Wow Helmut, da hast du dir ja richtig Mühe gegeben 

@Edition35http://www.sps-forum.de/member.php/46107-Edition35
Wie auch immer, um Siemens auch mal zu loben:
- TIA-Portal ist in der aktuellen Version imho zu allererst mal langsam, aber weit entfernt von instabil
- Genau genommen hat mich mein Freund KOP/FUP Editor von Step7 Classic in letzter Zeit erheblich mehr geärgert als TIA mit S7-1200

Wenn du mit dieser Einstellung an TIA rangehst, dann hast du mit Sicherheit verloren.

Mfg
Manuel


----------



## rostiger Nagel (9 Dezember 2012)

MSB schrieb:


> Wow Helmut, da hast du dir ja richtig Mühe gegeben



Musste wirklich erst überlegen was gemeint war, man muß ja nicht alles abkürzen. 




MSB schrieb:


> - TIA-Portal ist in der aktuellen Version imho zu allererst mal langsam, aber weit entfernt von instabil



Über langsam muß man ja nicht streiten, wobei ich es nicht verstehen kann das man, wenn man
solange im Software Geschäft ist und gleichartige Fehler im Dutzend gemacht hat und reichlich
Dresche von den Kunden abkommen hat, diese Tradition der schlechten Software weiter führt. 

Über Stabil möchte ich streiten, ich bin nicht der Power User mit TIA, aber ein paar Kollegen 
von mir im Serien Geschäft haben da schon massiv Probleme, es gibt keinen Tag wo TIA nicht abstürzt. 
Mit so etwa möchte ich nicht Arbeiten.


----------



## Perfektionist (9 Dezember 2012)

rostiger Nagel schrieb:


> Musste wirklich erst überlegen was gemeint war, man muß ja nicht alles abkürzen.


na, aber 2008SP3, da musst ich wohl nicht Flex dazuschreiben?



rostiger Nagel schrieb:


> Über Stabil möchte ich streiten, ich bin nicht der Power User mit TIA, aber ein paar Kollegen
> von mir im Serien Geschäft haben da schon massiv Probleme, es gibt keinen Tag wo TIA nicht abstürzt.
> Mit so etwa möchte ich nicht Arbeiten.


Den alltäglichen Absturz kann ich Dir nicht bestätigen. Dass es keine Abstürze gäbe, wäre gelogen, aber es hält sich bei mir in einem Rahmen, wo ich selbst mehr Fehler mache, als mein Werkzeug.


----------



## Ralle (10 Dezember 2012)

Perfektionist schrieb:


> wo ich selbst mehr Fehler mache, als mein Werkzeug.

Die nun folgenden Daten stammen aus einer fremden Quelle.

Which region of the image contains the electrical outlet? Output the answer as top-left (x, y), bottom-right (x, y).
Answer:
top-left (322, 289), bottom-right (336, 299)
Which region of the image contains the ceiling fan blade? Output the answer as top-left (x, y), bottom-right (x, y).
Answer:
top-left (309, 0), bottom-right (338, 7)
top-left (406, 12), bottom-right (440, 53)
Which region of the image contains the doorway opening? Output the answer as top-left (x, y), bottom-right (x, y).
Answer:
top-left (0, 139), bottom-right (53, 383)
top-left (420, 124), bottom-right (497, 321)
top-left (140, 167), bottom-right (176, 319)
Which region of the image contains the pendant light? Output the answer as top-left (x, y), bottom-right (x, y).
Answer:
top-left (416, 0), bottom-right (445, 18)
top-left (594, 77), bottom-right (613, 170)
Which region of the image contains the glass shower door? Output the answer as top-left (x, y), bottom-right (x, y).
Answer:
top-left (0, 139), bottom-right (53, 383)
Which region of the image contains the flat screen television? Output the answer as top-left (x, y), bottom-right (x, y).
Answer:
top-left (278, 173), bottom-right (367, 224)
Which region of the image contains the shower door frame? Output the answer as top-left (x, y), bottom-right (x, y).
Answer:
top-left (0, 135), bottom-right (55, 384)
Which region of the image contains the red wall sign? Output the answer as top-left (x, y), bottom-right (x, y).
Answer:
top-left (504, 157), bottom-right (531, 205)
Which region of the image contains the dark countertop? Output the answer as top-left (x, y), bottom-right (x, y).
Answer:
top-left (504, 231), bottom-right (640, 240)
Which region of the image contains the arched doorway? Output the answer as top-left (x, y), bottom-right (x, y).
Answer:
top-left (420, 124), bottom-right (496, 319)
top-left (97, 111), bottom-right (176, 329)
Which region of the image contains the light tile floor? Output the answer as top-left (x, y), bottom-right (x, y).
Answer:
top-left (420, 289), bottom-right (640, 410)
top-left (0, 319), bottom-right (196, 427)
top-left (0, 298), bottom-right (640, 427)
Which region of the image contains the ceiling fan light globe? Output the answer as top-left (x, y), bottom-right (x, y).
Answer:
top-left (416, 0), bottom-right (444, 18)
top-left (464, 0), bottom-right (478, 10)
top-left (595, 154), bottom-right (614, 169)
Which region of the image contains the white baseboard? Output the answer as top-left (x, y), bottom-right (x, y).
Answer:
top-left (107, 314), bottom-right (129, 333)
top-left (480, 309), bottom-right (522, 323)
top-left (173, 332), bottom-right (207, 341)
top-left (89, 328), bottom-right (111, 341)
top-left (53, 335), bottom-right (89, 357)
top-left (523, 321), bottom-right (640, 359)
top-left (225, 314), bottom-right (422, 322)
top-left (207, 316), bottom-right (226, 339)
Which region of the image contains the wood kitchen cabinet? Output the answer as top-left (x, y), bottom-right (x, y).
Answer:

Wenn ich das ins Verhältnis zu meinen Erfahrungen mit TIA setze, dann bin ich aber froh, keine Software von dir zu haben!  *ROFL*
Ich weiß, das war gemein, aber ich kann es mir einfach nicht verkneifen. Die Aussage ist zu geil.


----------



## Perfektionist (10 Dezember 2012)

na, meine eigenen Fehler kann ich ja bis zur Veröffentlichung dann auch selbst ausbügeln 
gemessen daran, was ich bei Classic alles schon so erlebt habe, ist TIA V11SP2Upd5 weitgehend einwandfrei.


----------



## Edition35 (10 Dezember 2012)

Wie auch immer... wie gesagt habe ich nur eine TRIAL vom Vertreter zum reinschnuppern bekommen. Updates und SP waren somit für mich erstmal uninteressant.
Ich warte mal die V12 ab. Da wir im Haus hauptsächlich VIPA CPUs verbauen, kann ich im Moment mit TIA sowieso nix anfangen.


----------



## Edition35 (10 Dezember 2012)

UniMog schrieb:


> Was hast du denn installiert ????? Nur V11 oder V11 SP2 oder V11 SP2 mit UPD 5 ??????
> Projekte migriert die im Format von WinCC flexible SP2 gespeichert sind ist doch kein Problem zum weinen......... Schonmal in WinCC flex den Menüpunkt "Speichern als Version" gefunden ???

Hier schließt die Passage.